The time scaling method according to claim 1, wherein the time expansion / contraction length is a length calculated based on a product of a time expansion / contraction ratio and an output overlap number.

The phase for each frequency component is calculated in the first frequency conversion step according to the processing results of a plurality of phase switching determination processes for performing different phase switching determination using the calculation result of the time change rate of the amplitude and / or phase. Phase reset processing for performing phase reset processing as the result itself, and phase continuation as the phase for each frequency component has changed continuously in consideration of time expansion and contraction from the previous calculation result of the first frequency conversion step. A phase calculation process determining step for determining which phase calculation process to perform, and which phase calculation process to perform,
Depending on the determination result of the phase calculation process determination step, the phase calculation process step of performing the phase reset process or the phase continuation process,
3. The time scaling method according to claim 1, wherein the first frequency conversion step, the second frequency conversion step, and the phase estimation step are executed when the phase continuation processing is performed.

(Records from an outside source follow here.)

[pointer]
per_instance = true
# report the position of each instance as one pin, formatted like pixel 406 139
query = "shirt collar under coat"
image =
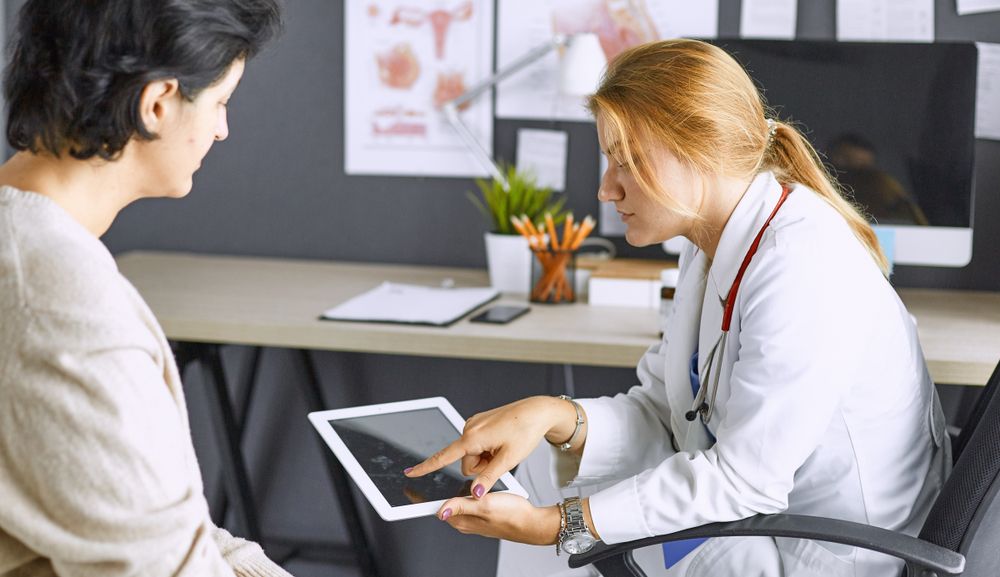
pixel 749 216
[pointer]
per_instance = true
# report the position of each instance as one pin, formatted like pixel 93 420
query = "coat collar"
pixel 749 216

The plurality of phase switching determination processing is for determining the presence or absence of an attack portion for each different frequency band,
In the phase calculation processing step, when it is determined that the attack part is “present” by the determination of the plurality of phase switching determination processes, the phase reset process is performed, and when it is determined that the attack part is “none”, the phase The time scaling method according to claim 3, wherein continuous processing is performed.

Frequency inverse conversion step for converting each frequency component after the phase calculation processing by the phase calculation processing step into digital audio data;
The time expansion / contraction calculation step of increasing / decreasing the number of digital audio data after frequency inverse conversion in proportion to the time expansion / contraction ratio is further performed at the time of frequency inverse conversion processing by the frequency inverse conversion step. 5. The time scaling method according to 3 or 4.

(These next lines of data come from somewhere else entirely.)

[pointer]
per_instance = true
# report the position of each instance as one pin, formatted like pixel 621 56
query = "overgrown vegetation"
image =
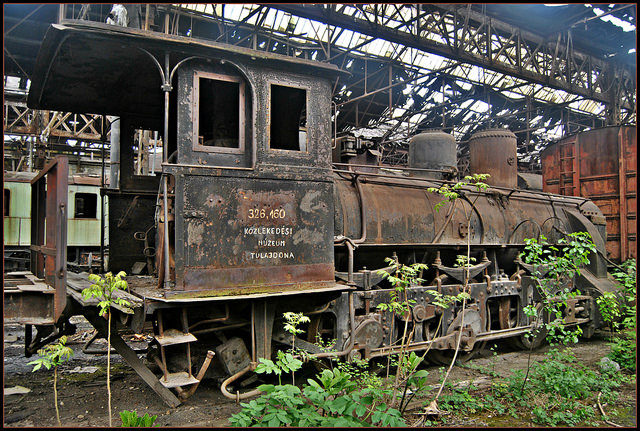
pixel 619 312
pixel 561 391
pixel 50 357
pixel 103 290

Each step in the time scaling method according to any one of claims 1 to 5,
Changing the sampling frequency of the digital audio data to perform a sampling rate conversion calculation step for performing time expansion and contraction and pitch change,
The pitch shift method characterized in that the time expansion / contraction length in each step of the time scaling method and the time expansion / contraction length in the sampling rate conversion calculation step are offset, and only the pitch is changed.

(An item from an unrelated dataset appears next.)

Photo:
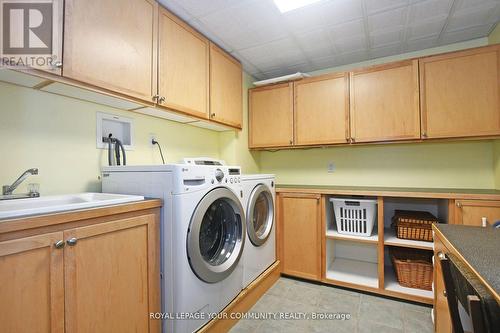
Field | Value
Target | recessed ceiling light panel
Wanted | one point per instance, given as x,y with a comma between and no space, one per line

First frequency conversion means for converting digital audio data into amplitude and phase for each frequency component;
Second frequency conversion means for converting the digital audio data into amplitude and phase for each frequency component at an execution timing that differs from the execution timing of the first frequency conversion means by a time expansion / contraction length;
A phase estimation means for estimating a phase after time expansion and contraction, using a difference value between the phase obtained by the first frequency conversion means and the phase obtained by the second frequency conversion means as a phase change amount; An audio data processing apparatus comprising:

The program for making a computer perform each step in the time scaling method of any one of Claim 1 thru | or 5.

The program for making a computer perform each step in the pitch shift method of Claim 6.